When your dad dies, it’s sad. Very sad. Unless of course your dad was a complete bastard, in which case it couldn’t have happened to a nicer guy.
That’s what happened to the Drake family of Brettenham, Suffolk when Brian Drake, or ‘Dad’ as he was known around the house, died of a heart attack, last Tuesday week.
Brian (61) was ex-husband to Sandra, and sometime father to Brian Jnr (30), Kerry (26), Kevin (18), and Sam (12). He also leaves a sister, Carol (64) who is a bit of a nervous wreck.
Wife pissed-off
According to the accounts of those closest to him, Brain was a complete bastard. It was no secret amongst his family and friends that he used to knock Sandra around a bit, especially if she spoke while he was watching the Big Match of a Sunday lunchtime.

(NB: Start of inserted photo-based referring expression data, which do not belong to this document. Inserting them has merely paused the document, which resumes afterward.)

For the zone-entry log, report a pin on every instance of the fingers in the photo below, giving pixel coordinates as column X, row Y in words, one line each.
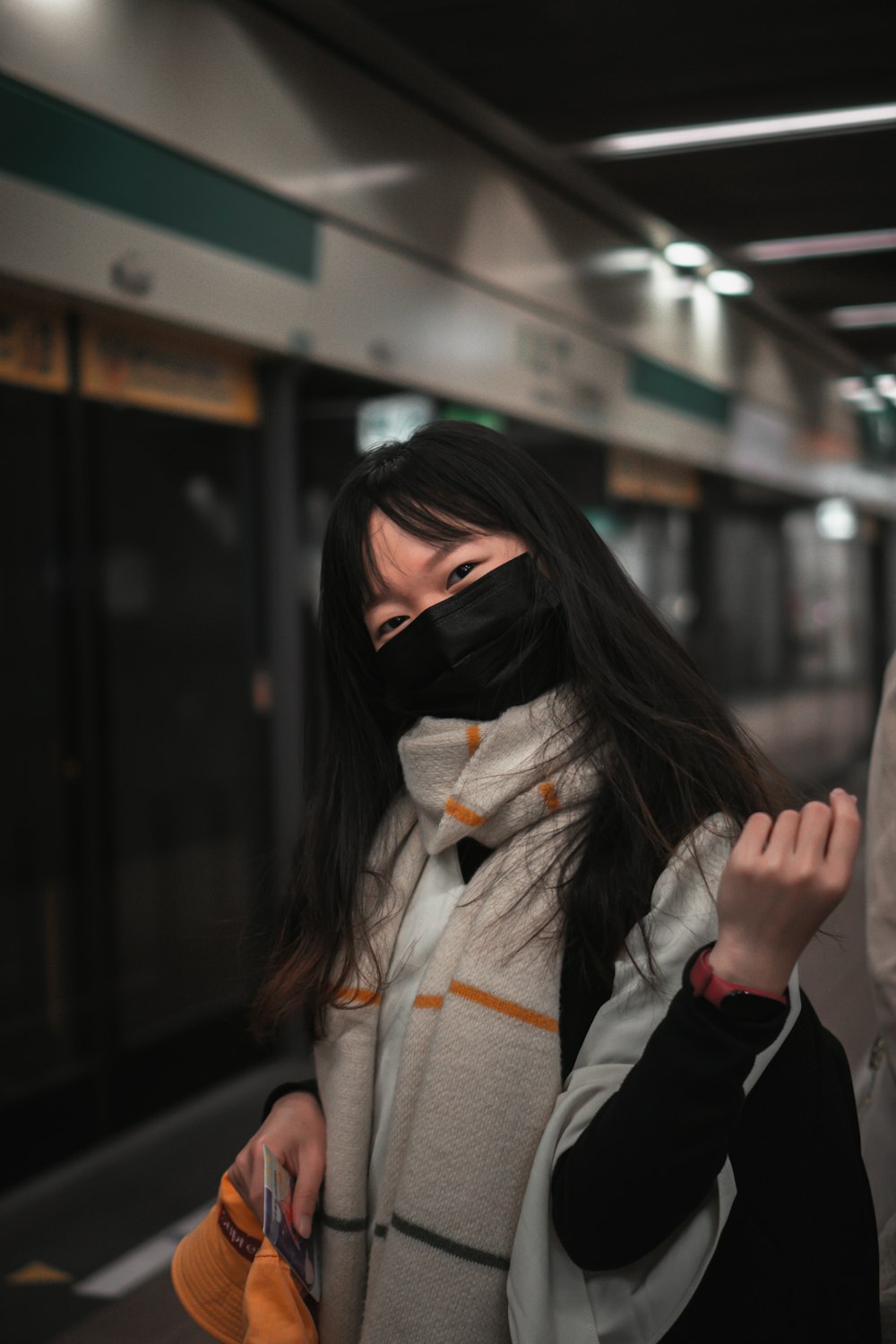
column 308, row 1185
column 782, row 840
column 845, row 833
column 754, row 836
column 814, row 828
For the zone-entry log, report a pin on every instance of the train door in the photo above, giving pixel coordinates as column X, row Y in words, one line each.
column 134, row 881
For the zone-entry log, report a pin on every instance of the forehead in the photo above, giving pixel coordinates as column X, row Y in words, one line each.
column 392, row 554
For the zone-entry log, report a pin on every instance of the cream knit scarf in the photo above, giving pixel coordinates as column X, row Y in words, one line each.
column 479, row 1069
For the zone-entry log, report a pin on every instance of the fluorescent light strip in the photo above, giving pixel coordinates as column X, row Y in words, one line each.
column 864, row 314
column 823, row 245
column 681, row 139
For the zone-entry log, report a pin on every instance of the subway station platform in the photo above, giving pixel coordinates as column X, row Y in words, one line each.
column 85, row 1249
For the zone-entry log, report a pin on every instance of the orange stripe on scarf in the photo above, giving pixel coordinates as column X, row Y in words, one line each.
column 429, row 1002
column 355, row 995
column 505, row 1005
column 461, row 814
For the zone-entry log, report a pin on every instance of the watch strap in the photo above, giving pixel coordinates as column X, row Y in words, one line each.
column 711, row 986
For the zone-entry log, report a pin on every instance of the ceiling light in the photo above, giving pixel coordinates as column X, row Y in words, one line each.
column 836, row 521
column 686, row 254
column 729, row 282
column 622, row 261
column 864, row 314
column 823, row 245
column 852, row 389
column 715, row 134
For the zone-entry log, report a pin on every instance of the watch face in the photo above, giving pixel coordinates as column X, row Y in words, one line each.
column 745, row 1007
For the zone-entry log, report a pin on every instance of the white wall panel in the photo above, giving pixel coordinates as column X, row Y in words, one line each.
column 241, row 90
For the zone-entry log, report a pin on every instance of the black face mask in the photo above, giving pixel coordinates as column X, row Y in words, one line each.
column 495, row 644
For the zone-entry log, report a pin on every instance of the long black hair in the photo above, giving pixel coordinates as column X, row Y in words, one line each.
column 672, row 755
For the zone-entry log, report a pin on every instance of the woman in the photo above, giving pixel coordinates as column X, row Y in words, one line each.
column 568, row 1086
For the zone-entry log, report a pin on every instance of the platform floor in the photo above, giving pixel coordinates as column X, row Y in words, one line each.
column 132, row 1196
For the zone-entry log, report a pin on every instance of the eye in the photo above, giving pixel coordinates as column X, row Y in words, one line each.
column 461, row 572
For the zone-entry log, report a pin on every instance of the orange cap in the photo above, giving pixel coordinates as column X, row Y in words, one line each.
column 234, row 1284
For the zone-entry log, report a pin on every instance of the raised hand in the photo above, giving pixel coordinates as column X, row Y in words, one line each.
column 780, row 884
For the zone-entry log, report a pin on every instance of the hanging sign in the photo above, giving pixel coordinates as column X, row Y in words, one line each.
column 650, row 480
column 177, row 374
column 32, row 349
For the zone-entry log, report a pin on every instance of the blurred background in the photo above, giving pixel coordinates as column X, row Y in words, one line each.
column 244, row 242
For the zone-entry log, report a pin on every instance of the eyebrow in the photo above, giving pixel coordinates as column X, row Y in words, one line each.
column 379, row 596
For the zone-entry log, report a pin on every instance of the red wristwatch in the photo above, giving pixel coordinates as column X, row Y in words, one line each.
column 719, row 992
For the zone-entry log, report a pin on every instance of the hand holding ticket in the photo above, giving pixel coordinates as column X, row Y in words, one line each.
column 300, row 1253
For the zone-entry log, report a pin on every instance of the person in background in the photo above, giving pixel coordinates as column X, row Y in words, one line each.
column 544, row 930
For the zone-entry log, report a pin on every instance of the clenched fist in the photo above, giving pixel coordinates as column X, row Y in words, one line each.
column 780, row 884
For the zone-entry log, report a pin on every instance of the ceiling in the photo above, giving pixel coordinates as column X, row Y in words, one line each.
column 573, row 70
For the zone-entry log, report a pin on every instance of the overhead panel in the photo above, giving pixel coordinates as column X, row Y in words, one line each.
column 54, row 144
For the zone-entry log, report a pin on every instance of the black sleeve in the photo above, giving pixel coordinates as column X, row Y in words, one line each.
column 308, row 1085
column 650, row 1155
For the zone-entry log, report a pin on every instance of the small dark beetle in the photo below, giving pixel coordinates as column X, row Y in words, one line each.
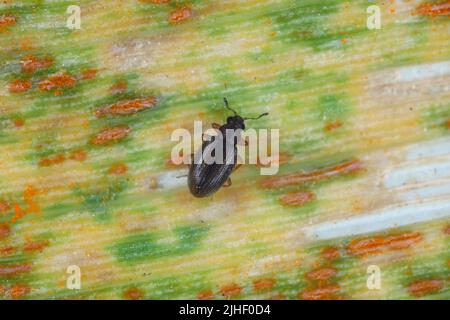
column 205, row 179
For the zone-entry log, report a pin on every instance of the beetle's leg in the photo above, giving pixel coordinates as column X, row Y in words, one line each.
column 227, row 183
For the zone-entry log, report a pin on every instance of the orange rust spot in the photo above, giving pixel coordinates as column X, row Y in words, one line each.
column 263, row 284
column 127, row 107
column 19, row 86
column 323, row 293
column 447, row 230
column 377, row 245
column 330, row 253
column 56, row 82
column 180, row 15
column 231, row 290
column 50, row 161
column 3, row 290
column 110, row 135
column 28, row 196
column 205, row 295
column 17, row 291
column 31, row 63
column 32, row 246
column 5, row 251
column 19, row 122
column 133, row 294
column 89, row 74
column 434, row 9
column 321, row 274
column 447, row 124
column 118, row 169
column 297, row 198
column 330, row 126
column 13, row 270
column 4, row 231
column 78, row 155
column 7, row 21
column 348, row 167
column 119, row 87
column 423, row 287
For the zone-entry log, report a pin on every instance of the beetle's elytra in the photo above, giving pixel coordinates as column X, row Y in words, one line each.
column 205, row 179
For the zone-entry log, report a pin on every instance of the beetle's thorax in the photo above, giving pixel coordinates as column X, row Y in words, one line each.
column 235, row 122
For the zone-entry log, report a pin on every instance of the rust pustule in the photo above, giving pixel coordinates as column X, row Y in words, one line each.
column 127, row 107
column 297, row 198
column 348, row 167
column 205, row 295
column 377, row 245
column 111, row 135
column 19, row 86
column 321, row 293
column 18, row 291
column 118, row 169
column 330, row 253
column 7, row 21
column 35, row 246
column 180, row 15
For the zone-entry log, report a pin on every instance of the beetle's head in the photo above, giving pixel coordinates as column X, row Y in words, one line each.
column 236, row 122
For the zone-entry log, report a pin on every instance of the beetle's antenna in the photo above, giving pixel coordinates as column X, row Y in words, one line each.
column 261, row 115
column 227, row 106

Sandra had a love/hate relationship with Brian, in as much as, she loved the part of him that she remembered from their earlier, happier years together – before he transformed into a fat, alcoholic bin man – but she also thought he was a cunt. Which he was.
In the last twenty-five years of their marriage, he never took her out anywhere or bought her flowers (he saved all that for his girlfriends down the pub). He talked to her like she was stupid (she wasn’t – he was) and generally treated her like a piece of shit, only good for clearing up after him and making him food.
Sandra eventually got her own back on her husband by literally pissing on his cornflakes and then running off with one of his mates from the dust.
Kids unanimous
Brian was not well-liked by his children, which is unusual, because he was their father. Brian Jnr confessed to this reporter that “I never really liked dad, to be honest. I mean, first of all, he called me Brian.
Fucking Brian? Junior? What? So I’m supposed to be a lesser version of him, am I? A fat, chavvy, useless cunt of a road sweeper? Gee – thanks, dad!”
‘Junior’’s sister, Kerry added “Nor me. He was a selfish wanker, and a useless one at that. He was a massive Tottenham Hotspur fan – eurgh – and they were all he cared about.
He would piss off to London to see them whenever he could, or be in the pub – yelling at the big screen TV watching them, or be at home watching them. He never took us anywhere or did a thing with us. He was an ignorant twat and I’m glad he’s dead.”
Sam, the youngest of the Drake children simply gave the wanker sign when I asked how he remembered his dad.
What was I doing?
This reporter thought he’d seek a second opinion from Brian’s mates at the Six Bells Pub in Felsham. Upon my arrival, there was a throng of dimwits gathered around a fruit machine, raising pints, cheering, and laughing.
When they saw me approach with my microphone, one of them dragged me to their huddle and asked what I was doing in their pub. Being a reporter, I told them, I was more interested in what they were doing, and asked them. “We’re celebrating!” said a red-faced fat bloke as he farted into my microphone. “What?” I asked. “Brian’s dead! Yahay!”